There are countless different types of banchan prepared in South Korea, but the exact ingredients will depend on where you are in the country and what ingredients happen to be locally available at that particular time. Soy sauce-braised tofu, boiled bean sprouts in chili, miniature seafood pancakes, quail eggs, candied lotus root, sesame seed-seasoned greens, stir fried potato starch noodles, and of course, kimchi, are just a sampling of the never ending list of banchan possibilities. In fact, banchan are so delicious and offers such a well-rounded realm of flavors, that the side dishes alone could be considered an entire feast of its own!
Kimchi, one of Korea’s most beloved foods, is probably the most widely consumed banchan. Kimchi is a pickled and slightly fermented vegetable that can be made with napa cabbage, daikon radish, cucumber, bean sprouts, and a number of other vegetables (though it’s just a single vegetable in any given kimchi, not a mixture of vegetables). The main vegetable is then coated in layers of salt and dry chili flakes, and left to ferment until it turns slightly sour and crisp like a spicy pickle. If you had to choose a single side dish to go with your meat and rice, a form of kimchi would likely be the first choice.
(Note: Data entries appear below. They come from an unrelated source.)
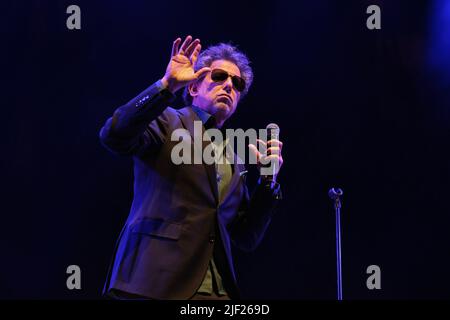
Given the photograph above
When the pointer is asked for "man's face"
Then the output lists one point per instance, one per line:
(217, 98)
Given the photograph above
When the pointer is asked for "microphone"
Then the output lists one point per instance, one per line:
(273, 132)
(335, 193)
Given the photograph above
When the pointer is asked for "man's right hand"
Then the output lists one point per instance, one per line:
(180, 71)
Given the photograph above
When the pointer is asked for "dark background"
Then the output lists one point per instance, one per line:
(367, 111)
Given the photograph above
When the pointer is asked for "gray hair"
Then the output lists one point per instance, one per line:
(223, 51)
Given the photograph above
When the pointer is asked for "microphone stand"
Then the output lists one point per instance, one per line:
(334, 194)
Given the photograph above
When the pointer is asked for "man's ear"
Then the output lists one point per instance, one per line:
(193, 88)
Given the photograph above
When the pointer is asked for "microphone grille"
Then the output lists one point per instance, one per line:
(273, 130)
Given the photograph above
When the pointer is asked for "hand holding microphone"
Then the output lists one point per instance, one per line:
(270, 160)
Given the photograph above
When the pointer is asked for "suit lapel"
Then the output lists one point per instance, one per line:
(188, 118)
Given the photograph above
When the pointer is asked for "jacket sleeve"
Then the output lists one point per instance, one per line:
(137, 125)
(255, 214)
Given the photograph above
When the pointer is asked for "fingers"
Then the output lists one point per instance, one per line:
(255, 152)
(275, 143)
(191, 48)
(274, 150)
(195, 53)
(185, 45)
(273, 158)
(201, 72)
(175, 45)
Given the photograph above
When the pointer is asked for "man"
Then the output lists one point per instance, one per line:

Normally the more luxurious the meal or the fancier the restaurant, the higher quality and quantity of banchan you’ll be served. At a normal hole in the wall restaurant in Seoul I ordered a typical bowl of bibimbap and was served just napa cabbage kimchi and bean sprouts as my banchan. The next day I ordered a fish hot pot of seafood at the famous Noryangjin Fish Market which was delivered to my table along with numerous banchan that included not only a few variations of kimchi, but also an entire small fried fish (which could have easily been a separate order), and even a couple of fresh oysters on the half shell. Common banchan like kimchi can usually be refilled at Korean restaurants, but more luxury banchan dishes are usually just a single small serving.
The best way to experience an overwhelming amount of banchan is to go to a restaurant in South Korea and sit down for what’s known as a “set meal.” It basically means that without ordering anything specific, you’ll be served whatever is available that particular day, often the home cooked dishes that even the family of the restaurant will be eating. With the many main dishes that are included in a set meal, the amount of banchan that will be delivered to your table will be astonishing. Not a square centimeter of your table top will be visible, as it will be entirely covered in tiny bowls of banchan.
Korea has one of the world’s great social dining cultures, and part of the reason it’s so charming is due to its tradition of sharing banchan. Being able to taste a small quantity of a diverse amount of dishes and flavors along with your meal is a fantastic way to keep your taste buds hopping. Without banchan, a Korean meal just wouldn’t be a Korean meal.